Book Review
The Stolen Village by Des Ekin
Baltimore and the Barbary Pirates
First published in 2008 by O’Brien Press Ltd
The Stolen Village opens with a thrilling description of a pirate raid on the small village of Baltimore, located on Ireland’s rugged southwestern shore, in June 1631.
The attackers, Barbary pirates, on board two sea going ships wait for nightfall before swooping on the small community peacefully slumbering, and awaking them to a horrific future.
Any who stood in their way were brutally hacked down on the spot and those who surrendered were dragged down to the waiting boats and ferried out to the ships and the prospect of a perilous voyage.
Anxious not to appear Islamophobic, Mr Ekin quickly points out that pirate leader, Murat Ray was in fact born a Christian in the Netherlands and had since converted to Islam and was now based in Algiers.
The Stolen Village further explains that many of the Barbary pirates were led by Christian renegades happy to raid their former homes.
107 luckless residents were snatched from their beds that night, men, women and children. Most were women, the youngest highly prized for their soft, pale skin.
After two villagers, deemed too frail to travel were released, the rest were herded below and the ships set sail, the hope of rescue fading with every mile that passed.
Their arrival in Algiers heralds a carnival like celebrations which must have left them deeply confused.
Until then the prisoners, or some would call hostages, had largely been well treated, and during their voyage would have become acclimatised to their captors, receiving food from them, and learning to follow instructions.

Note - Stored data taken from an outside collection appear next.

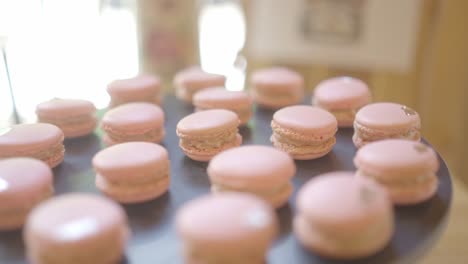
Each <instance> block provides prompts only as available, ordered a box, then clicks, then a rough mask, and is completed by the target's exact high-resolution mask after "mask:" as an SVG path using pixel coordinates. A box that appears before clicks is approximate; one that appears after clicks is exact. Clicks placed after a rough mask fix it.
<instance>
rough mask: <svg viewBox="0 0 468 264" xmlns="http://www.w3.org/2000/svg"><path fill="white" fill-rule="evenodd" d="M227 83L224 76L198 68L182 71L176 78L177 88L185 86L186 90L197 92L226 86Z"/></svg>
mask: <svg viewBox="0 0 468 264" xmlns="http://www.w3.org/2000/svg"><path fill="white" fill-rule="evenodd" d="M225 82H226V77H224V76H223V75H219V74H214V73H208V72H205V71H203V70H202V69H201V68H200V67H198V66H192V67H189V68H187V69H185V70H183V71H180V72H179V73H177V74H176V75H175V77H174V84H175V86H176V87H177V86H183V88H184V89H188V90H195V91H196V90H199V89H203V88H208V87H217V86H224V83H225ZM178 88H179V87H178Z"/></svg>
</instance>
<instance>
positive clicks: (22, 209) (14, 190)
mask: <svg viewBox="0 0 468 264" xmlns="http://www.w3.org/2000/svg"><path fill="white" fill-rule="evenodd" d="M53 190H54V187H53V175H52V171H51V169H50V168H49V166H48V165H47V164H46V163H44V162H42V161H40V160H36V159H32V158H9V159H4V160H0V200H1V201H2V203H0V230H12V229H17V228H20V227H21V226H22V225H23V224H24V222H25V220H26V216H27V215H28V214H29V211H30V210H31V209H32V208H33V207H34V206H36V205H37V204H38V203H39V202H41V201H42V200H45V199H47V198H48V197H49V196H51V195H52V194H53ZM9 212H10V213H9Z"/></svg>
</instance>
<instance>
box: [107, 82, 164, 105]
mask: <svg viewBox="0 0 468 264" xmlns="http://www.w3.org/2000/svg"><path fill="white" fill-rule="evenodd" d="M160 90H161V81H160V79H159V77H157V76H154V75H149V74H141V75H138V76H135V77H133V78H129V79H120V80H115V81H113V82H111V83H110V84H109V85H108V86H107V93H108V94H109V95H110V97H111V102H110V104H109V106H110V107H115V106H118V105H121V104H126V103H131V102H147V103H153V104H158V105H159V104H160V103H161V94H160Z"/></svg>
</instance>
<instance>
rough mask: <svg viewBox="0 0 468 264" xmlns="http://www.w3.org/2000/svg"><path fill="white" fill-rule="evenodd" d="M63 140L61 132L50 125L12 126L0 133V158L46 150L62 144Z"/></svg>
mask: <svg viewBox="0 0 468 264" xmlns="http://www.w3.org/2000/svg"><path fill="white" fill-rule="evenodd" d="M63 138H64V135H63V132H62V130H60V128H58V127H57V126H54V125H51V124H45V123H37V124H20V125H13V126H11V127H9V128H6V129H4V130H3V131H2V133H0V153H1V154H0V157H2V156H13V155H14V156H17V155H18V154H20V153H25V154H26V153H28V152H30V151H34V150H38V149H43V148H44V149H46V148H47V149H48V148H49V147H50V145H55V144H57V143H60V142H62V141H63Z"/></svg>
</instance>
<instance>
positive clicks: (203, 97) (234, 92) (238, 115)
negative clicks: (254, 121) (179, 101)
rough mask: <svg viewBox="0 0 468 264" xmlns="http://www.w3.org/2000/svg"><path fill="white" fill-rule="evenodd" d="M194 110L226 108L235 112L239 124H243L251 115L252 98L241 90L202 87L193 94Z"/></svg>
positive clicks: (219, 87) (245, 121)
mask: <svg viewBox="0 0 468 264" xmlns="http://www.w3.org/2000/svg"><path fill="white" fill-rule="evenodd" d="M193 105H194V106H195V110H196V111H202V110H209V109H216V108H218V109H227V110H231V111H233V112H235V113H236V114H237V116H238V117H239V120H240V125H245V124H247V122H248V121H249V119H250V118H251V117H252V99H251V98H250V96H249V95H248V94H247V93H245V92H242V91H228V90H226V89H224V87H214V88H207V89H203V90H202V91H200V92H197V93H196V94H195V95H194V96H193Z"/></svg>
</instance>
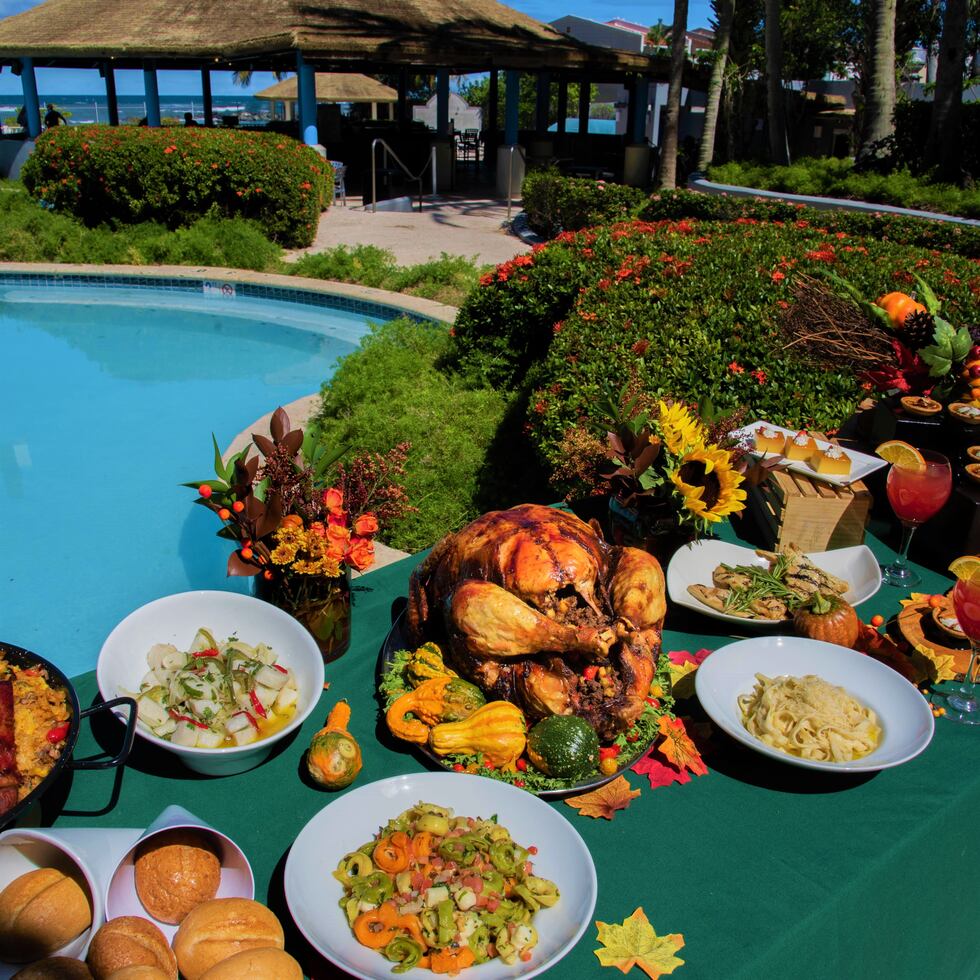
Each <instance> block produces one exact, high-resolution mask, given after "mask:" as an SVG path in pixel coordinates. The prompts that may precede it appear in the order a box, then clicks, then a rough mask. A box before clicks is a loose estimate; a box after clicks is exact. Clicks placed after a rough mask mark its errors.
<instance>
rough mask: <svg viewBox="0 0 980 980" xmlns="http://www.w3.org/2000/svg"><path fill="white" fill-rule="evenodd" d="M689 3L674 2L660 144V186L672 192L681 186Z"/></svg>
mask: <svg viewBox="0 0 980 980" xmlns="http://www.w3.org/2000/svg"><path fill="white" fill-rule="evenodd" d="M686 35H687V0H674V22H673V24H671V27H670V80H669V82H668V84H667V109H666V112H665V113H664V134H663V138H662V139H661V141H660V172H659V173H658V174H657V187H658V188H660V189H661V190H670V191H672V190H673V189H674V188H675V187H676V186H677V130H678V127H679V124H680V115H681V85H682V82H683V80H684V58H685V56H686V54H687V36H686Z"/></svg>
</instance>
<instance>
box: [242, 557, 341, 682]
mask: <svg viewBox="0 0 980 980" xmlns="http://www.w3.org/2000/svg"><path fill="white" fill-rule="evenodd" d="M255 595H256V598H258V599H264V600H265V601H266V602H271V603H272V604H273V605H275V606H278V607H279V608H280V609H282V610H284V611H285V612H288V613H289V614H290V615H291V616H293V617H295V618H296V619H297V620H299V622H301V623H302V624H303V625H304V626H305V627H306V628H307V629H308V630H309V631H310V634H311V635H312V637H313V639H314V640H316V644H317V646H318V647H319V648H320V653H321V654H322V655H323V659H324V661H325V662H327V663H329V662H330V661H331V660H336V659H337V658H338V657H339V656H341V654H343V653H345V652H346V650H347V648H348V647H349V646H350V627H351V605H350V569H345V570H344V571H343V572H342V573H341V574H340V575H337V576H334V577H328V576H325V575H293V576H288V577H286V576H284V577H281V578H274V579H272V580H271V581H270V580H267V579H265V578H263V577H262V576H261V575H259V576H256V579H255Z"/></svg>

Now ashore once more, they are taken to the Dey’s fine palace to learn their fate, and anxiously listen to the legalistic arguments over their status.

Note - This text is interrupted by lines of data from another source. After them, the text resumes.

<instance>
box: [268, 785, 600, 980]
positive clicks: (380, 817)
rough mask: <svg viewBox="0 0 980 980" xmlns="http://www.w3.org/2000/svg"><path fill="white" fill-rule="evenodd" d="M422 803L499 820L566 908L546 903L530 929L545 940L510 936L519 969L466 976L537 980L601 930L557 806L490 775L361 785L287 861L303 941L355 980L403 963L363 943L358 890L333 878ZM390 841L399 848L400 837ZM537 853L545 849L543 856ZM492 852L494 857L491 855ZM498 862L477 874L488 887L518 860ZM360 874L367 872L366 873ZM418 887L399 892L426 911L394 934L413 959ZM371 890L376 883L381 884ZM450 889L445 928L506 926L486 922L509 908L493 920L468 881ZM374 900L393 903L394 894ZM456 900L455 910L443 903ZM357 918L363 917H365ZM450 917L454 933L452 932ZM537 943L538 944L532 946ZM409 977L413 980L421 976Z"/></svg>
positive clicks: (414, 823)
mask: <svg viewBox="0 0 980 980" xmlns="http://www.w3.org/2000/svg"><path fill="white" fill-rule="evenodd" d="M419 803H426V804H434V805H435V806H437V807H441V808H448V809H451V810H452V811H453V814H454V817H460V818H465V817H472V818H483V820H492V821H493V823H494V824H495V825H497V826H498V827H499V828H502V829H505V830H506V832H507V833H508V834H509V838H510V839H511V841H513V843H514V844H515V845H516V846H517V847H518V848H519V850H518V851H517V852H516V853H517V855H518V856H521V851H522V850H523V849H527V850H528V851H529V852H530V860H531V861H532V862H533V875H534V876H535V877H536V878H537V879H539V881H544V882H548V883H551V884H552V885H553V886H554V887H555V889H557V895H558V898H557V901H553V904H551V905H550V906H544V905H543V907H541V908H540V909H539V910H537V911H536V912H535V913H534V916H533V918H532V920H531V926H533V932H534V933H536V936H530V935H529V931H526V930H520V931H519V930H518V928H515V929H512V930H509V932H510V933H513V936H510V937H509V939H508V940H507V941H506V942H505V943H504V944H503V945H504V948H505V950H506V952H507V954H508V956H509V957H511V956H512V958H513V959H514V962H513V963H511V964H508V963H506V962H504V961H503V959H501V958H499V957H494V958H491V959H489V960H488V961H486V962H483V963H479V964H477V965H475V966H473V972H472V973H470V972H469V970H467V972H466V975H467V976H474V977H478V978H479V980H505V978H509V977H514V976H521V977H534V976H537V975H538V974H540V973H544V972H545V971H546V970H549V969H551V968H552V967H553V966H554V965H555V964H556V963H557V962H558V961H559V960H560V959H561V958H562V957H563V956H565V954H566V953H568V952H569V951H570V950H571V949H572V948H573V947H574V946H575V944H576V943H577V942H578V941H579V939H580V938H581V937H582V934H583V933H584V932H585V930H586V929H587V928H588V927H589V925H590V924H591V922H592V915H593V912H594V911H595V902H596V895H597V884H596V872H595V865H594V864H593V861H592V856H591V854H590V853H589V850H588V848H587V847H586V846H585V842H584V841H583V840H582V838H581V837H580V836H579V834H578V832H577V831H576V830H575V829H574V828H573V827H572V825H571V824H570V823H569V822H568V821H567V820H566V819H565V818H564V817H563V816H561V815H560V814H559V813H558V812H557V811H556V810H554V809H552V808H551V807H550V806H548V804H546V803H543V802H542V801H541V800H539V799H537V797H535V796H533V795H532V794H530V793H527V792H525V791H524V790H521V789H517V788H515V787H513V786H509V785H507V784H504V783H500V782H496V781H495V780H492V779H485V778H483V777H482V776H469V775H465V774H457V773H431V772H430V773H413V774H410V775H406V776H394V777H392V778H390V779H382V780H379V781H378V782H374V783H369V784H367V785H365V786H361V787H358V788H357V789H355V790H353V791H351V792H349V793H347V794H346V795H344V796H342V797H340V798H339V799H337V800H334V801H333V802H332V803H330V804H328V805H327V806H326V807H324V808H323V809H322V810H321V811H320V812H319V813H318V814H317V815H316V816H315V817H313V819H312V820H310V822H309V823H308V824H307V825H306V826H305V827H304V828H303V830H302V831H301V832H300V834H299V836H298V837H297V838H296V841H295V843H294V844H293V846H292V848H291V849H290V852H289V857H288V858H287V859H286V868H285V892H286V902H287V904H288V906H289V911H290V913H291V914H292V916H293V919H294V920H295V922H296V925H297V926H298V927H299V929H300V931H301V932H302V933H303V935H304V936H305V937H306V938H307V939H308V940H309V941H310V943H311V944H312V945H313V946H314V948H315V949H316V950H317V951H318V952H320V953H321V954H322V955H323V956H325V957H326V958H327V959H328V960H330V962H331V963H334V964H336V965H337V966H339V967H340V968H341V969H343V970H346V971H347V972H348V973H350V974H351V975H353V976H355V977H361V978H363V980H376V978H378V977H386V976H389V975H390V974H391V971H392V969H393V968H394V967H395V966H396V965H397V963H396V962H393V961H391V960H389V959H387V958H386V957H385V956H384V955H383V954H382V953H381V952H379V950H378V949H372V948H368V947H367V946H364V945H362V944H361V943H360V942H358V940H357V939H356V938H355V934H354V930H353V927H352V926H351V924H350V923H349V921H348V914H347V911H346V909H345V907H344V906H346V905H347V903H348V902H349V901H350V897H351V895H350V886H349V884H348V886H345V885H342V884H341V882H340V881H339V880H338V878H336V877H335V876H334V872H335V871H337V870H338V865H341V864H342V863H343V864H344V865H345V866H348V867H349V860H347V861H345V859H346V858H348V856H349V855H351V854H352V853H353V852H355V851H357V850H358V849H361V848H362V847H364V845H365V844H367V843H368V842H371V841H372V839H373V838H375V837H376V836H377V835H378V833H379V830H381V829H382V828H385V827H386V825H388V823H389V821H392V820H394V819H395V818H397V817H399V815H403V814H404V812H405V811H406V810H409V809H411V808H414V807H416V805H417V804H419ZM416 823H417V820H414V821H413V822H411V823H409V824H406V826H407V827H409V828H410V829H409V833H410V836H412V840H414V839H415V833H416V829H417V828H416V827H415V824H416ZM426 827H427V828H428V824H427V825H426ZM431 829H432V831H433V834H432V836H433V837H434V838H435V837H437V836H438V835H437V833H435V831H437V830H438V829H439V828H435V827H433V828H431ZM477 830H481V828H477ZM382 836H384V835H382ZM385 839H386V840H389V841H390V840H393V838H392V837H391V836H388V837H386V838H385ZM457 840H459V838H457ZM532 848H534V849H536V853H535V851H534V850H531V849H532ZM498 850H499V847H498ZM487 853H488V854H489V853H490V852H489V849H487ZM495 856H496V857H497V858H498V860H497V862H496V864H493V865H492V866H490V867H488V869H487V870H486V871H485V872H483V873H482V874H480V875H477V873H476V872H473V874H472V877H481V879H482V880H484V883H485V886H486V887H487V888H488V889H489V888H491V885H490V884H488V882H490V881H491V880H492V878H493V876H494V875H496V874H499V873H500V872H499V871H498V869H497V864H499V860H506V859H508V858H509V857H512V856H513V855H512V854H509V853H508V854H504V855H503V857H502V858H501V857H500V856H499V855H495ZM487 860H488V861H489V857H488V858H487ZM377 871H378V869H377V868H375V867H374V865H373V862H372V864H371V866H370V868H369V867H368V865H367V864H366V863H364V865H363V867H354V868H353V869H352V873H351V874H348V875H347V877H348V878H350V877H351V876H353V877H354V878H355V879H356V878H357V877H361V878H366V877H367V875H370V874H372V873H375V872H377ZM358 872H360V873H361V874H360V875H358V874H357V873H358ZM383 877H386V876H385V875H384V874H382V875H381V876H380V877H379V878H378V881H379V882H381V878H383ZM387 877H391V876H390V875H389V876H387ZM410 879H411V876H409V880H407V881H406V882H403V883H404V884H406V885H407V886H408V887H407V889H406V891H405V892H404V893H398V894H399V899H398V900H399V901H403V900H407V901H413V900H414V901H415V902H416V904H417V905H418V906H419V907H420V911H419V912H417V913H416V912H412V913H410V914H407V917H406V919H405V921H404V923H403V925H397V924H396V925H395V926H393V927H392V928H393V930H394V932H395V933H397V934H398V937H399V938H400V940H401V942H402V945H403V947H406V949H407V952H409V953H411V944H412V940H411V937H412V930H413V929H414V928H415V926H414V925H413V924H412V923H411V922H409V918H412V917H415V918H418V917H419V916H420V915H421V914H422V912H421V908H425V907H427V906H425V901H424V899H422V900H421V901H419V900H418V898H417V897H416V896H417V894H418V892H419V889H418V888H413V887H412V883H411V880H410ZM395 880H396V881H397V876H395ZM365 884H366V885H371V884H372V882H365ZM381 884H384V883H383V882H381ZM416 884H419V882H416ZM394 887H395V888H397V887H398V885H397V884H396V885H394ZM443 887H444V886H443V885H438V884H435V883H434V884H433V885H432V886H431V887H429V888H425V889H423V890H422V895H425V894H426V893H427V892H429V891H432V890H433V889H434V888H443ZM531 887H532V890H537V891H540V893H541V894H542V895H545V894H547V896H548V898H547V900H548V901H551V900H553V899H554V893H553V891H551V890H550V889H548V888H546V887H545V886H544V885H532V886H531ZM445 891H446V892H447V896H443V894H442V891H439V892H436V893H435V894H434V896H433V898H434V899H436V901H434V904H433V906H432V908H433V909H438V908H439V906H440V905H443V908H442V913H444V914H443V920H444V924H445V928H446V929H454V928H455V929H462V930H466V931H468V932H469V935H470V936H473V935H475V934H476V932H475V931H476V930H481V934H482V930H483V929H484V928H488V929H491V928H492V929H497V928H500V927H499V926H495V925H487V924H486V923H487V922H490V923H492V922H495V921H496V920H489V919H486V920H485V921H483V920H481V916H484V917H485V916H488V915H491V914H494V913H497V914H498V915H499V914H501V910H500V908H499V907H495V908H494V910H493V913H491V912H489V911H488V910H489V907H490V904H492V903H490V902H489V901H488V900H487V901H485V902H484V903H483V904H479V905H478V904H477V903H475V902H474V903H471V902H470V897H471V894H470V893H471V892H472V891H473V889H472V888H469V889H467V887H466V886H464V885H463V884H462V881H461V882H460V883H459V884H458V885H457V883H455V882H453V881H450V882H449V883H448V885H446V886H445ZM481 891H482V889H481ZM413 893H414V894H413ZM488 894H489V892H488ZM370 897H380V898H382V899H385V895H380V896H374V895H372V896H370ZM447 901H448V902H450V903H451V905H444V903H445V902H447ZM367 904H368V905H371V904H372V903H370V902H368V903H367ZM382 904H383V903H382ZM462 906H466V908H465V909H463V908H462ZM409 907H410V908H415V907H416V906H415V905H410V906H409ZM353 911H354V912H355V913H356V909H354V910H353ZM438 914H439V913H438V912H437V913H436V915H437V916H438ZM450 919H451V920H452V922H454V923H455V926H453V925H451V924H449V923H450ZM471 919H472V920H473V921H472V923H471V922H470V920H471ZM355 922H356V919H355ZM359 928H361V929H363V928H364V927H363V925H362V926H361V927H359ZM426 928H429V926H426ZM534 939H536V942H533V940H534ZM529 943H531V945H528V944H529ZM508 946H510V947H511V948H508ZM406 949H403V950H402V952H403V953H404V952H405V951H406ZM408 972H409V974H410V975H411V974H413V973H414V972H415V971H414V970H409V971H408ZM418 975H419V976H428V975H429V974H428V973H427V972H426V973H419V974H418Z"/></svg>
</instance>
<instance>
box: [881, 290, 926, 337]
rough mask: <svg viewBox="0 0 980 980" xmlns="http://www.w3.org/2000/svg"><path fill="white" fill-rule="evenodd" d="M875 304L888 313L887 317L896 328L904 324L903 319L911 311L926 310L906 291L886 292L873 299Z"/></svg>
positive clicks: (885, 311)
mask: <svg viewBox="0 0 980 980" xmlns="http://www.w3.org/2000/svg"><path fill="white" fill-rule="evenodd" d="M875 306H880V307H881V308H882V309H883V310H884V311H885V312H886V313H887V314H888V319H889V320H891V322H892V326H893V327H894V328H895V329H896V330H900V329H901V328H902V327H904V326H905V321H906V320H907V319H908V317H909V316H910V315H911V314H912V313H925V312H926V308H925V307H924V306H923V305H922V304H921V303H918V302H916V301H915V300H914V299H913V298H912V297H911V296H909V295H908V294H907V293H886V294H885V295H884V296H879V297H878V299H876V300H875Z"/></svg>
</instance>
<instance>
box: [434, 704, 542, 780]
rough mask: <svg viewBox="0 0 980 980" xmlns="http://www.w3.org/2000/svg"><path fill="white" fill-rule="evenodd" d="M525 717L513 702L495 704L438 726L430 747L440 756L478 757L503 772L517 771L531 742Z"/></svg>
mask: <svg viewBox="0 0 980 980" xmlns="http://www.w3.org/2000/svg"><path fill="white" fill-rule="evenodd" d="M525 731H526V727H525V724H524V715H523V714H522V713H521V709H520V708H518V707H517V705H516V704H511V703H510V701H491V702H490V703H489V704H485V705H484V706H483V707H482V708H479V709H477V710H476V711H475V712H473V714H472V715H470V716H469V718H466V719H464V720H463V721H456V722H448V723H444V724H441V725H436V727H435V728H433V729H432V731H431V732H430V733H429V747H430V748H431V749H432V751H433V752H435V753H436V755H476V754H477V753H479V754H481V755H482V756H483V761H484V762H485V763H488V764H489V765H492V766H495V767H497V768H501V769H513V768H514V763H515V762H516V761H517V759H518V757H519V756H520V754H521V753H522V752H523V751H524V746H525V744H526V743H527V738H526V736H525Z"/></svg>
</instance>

Just as their hopes were rising that they would be set free, they would be crushed by the announcement that they were to be taken as slaves.
All pretence of civility now gone, the captives were ushered outside and herded to the infamous slave market.
Here, both men and women were ordered to undress.
A woman might be offered a robe by a kindly trader as she struggles to comprehend that all her clothes and other personal possessions now belong to her captors.
The trader takes her towards a small group of dealers waiting to inspect her, and after he has taken back his robe she realises her next clothes will be provided by her buyer, or not, as the mood takes him.
She would then wait her turn to be led outside, blinking in the strong sunlight, to the auctioneer’s block.
The men fared no better, many ending up as galley slaves or working from dawn to dusk in stone quarries.
Mr Ekin suggests the lives led by some slaves were no worse than those of indentured servants back at home, even suggesting that laundry would dry far quicker in North Africa than in rain swept Ireland.
He also mentions, somewhat casually, that the grand pasha decided one morning to clean out his harem of some its many occupants.
But rather than simply sending the unwanted home, instead he had several hundred young women tied into weighted sacks and thrown into the river.
To live in such constant fear of imminent death can only be paralleled with what inmates of Nazi concentration camps must have endured.
It is a very good book as it has a lively pace and is well written.